However, this provision is subject to certain exceptions:

  • If the creation is made by the author under the employment of the proprietor of any newspaper, magazine, or periodical, the said proprietor,
  • If a photograph is taken, painting or portrait is commissioned for valuable consideration by any person, such person,
  • If a work is produced in the course of the author's employment under a contract of service, the employer,
  • If an address or speech is delivered on behalf of another person in public, such person,
  • For government works, the government,
  • For works produced under the direction and control of a public undertaking, such public undertaking,
  • For works produced under the provisions of Section 41, the relevant international organizations.



The copyright owner has the opportunity to not only exploit their rights for personal gain but also to collaborate with others for mutual advantage through assignment and licensing agreements.

Exclusive authority is granted solely to the copyright owner to assign either wholly or partially their existing or future copyrighted works. Following such assignment, the assignee assumes all rights pertaining to the copyrighted work and is recognized as the rightful owner of the copyright in relation to those rights.
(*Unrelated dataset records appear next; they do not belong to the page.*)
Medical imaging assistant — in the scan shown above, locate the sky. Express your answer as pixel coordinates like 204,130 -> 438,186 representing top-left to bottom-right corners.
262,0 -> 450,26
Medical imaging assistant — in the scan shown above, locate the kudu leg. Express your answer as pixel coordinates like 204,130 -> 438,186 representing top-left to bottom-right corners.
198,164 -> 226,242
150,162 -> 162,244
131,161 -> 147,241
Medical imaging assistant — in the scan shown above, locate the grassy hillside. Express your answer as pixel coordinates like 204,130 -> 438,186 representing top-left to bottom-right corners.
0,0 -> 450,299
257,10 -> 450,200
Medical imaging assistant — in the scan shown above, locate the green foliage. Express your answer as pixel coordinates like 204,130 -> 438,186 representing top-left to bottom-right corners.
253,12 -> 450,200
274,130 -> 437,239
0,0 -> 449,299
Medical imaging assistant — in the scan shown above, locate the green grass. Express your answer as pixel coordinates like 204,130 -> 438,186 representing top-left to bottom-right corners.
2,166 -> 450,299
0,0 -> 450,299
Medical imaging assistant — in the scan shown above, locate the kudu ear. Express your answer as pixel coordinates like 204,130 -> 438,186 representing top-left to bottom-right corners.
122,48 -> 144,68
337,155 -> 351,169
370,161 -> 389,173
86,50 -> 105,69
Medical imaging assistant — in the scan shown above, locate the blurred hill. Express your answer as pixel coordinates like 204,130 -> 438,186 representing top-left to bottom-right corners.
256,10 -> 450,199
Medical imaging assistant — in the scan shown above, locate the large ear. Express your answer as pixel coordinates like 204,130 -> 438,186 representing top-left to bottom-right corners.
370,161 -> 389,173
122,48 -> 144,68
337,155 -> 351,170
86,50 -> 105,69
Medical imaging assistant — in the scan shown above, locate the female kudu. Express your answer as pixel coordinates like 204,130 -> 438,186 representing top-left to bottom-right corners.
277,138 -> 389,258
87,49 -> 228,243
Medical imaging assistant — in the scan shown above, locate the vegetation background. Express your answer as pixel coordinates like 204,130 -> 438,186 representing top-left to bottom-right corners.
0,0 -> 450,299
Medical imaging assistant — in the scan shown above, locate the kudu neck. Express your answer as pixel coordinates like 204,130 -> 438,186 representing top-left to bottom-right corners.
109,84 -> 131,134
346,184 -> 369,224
As per Section 19, the following conditions must be met for a valid assignment:

  • The agreement must be in writing and signed;
  • It must clearly outline the types of rights assigned and the duration or territorial scope;
  • It must specify the amount of royalty payable, if applicable.

Additionally, if the agreement does not specify a duration, it will be deemed to last for five years. Similarly, if no territorial extent is mentioned, it will be presumed to apply to the entirety of India.


Civil remedies

These remedies are given under Section 55 of the Copyright Act,1957 which are:

Interlocutory Injunction:

This serves as a crucial remedy against copyright infringement, involving a legal process where an individual threatening or already infringing upon another's legal or equitable rights is restrained from continuing such actions, or is directed to restore the situation to its previous state. To grant an interlocutory injunction, the following three factors are deemed necessary:

Prima facie case: The court assumes that the plaintiff can potentially succeed in the case and qualify for relief.

Balance of convenience: The court evaluates which party would suffer greater harm, a determination that varies based on the specifics of each case.

Irreparable injury: This aspect is challenging to ascertain on a case-by-case basis. Examples may include loss of goodwill, irreversible damage to reputation, or loss of market share.

Mareva Injunction:

This specific form of interlocutory injunction prohibits the defendant from disposing of assets that might be needed to satisfy the plaintiff's claim or from removing them from the jurisdiction of the court.


This order allows for the seizure of infringing documents, copies, and other relevant materials of the defendant by the plaintiff's solicitor. Named after the case of Anton Piller KG v. Manufacturing Process Ltd, 1976, where the plaintiff successfully obtained ex-parte orders restraining the use of copyrighted products by the defendant.

John Doe Order:

This order empowers the court to issue injunctions against unidentified individuals allegedly violating copyright rights. It is directed towards those whose identities are unknown to the plaintiff but are suspected of wrongdoing.

Pecuniary Remedies:

There are three types of pecuniary remedies available:

  • An account of profit: Allows the owner to seek compensation equal to the profits generated through unlawful conduct.
  • Compensatory damages: Permit the copyright owner to seek damages for losses suffered.
  • Conversion damages: Evaluated based on the value of the article.


Section 63 of the Copyright Act outlines criminal remedies for copyright infringement. According to this section, individuals found guilty of willfully infringing or aiding in the infringement of a copyrighted work will face a minimum prison sentence of six months and a fine of at least 50,000 rupees. Upon a second offense under Section 63A, the individual will incur an additional minimum prison term of one year and a fine of no less than one lakh rupees, owing to the prevalence of copyright infringement. Section 63B addresses intentional use of illegal copies of computer software, mandating a minimum seven-day prison sentence and a fine of at least 50,000 rupees.

The criminal remedies for copyright infringement under Section 63 include:

- Imprisonment ranging from six months to three years;

- A fine ranging from 50,000 to 2,00,000 rupees;

- Search and seizure of copyrighted goods; and

- Surrender of copyrighted goods to the copyright owner.

  • For repeat offenders, the minimum punishment increases to one year in prison and a fine of one lakh rupees, while the maximum punishment remains the same as for first-time offenders.



In conclusion, the Copyright Act of 1957 stands as a cornerstone in safeguarding intellectual property rights in India. With its comprehensive provisions, it ensures protection for creators while facilitating the dissemination of knowledge and creativity. By granting exclusive rights to authors and creators, it incentivizes innovation and artistic expression. Through its various remedies, including civil, criminal, and pecuniary, it upholds the rights of copyright owners and deters infringement. As a dynamic legal framework, it continues to evolve to address contemporary challenges in the digital age, fostering a vibrant cultural and economic landscape while promoting the fair and equitable use of copyrighted works.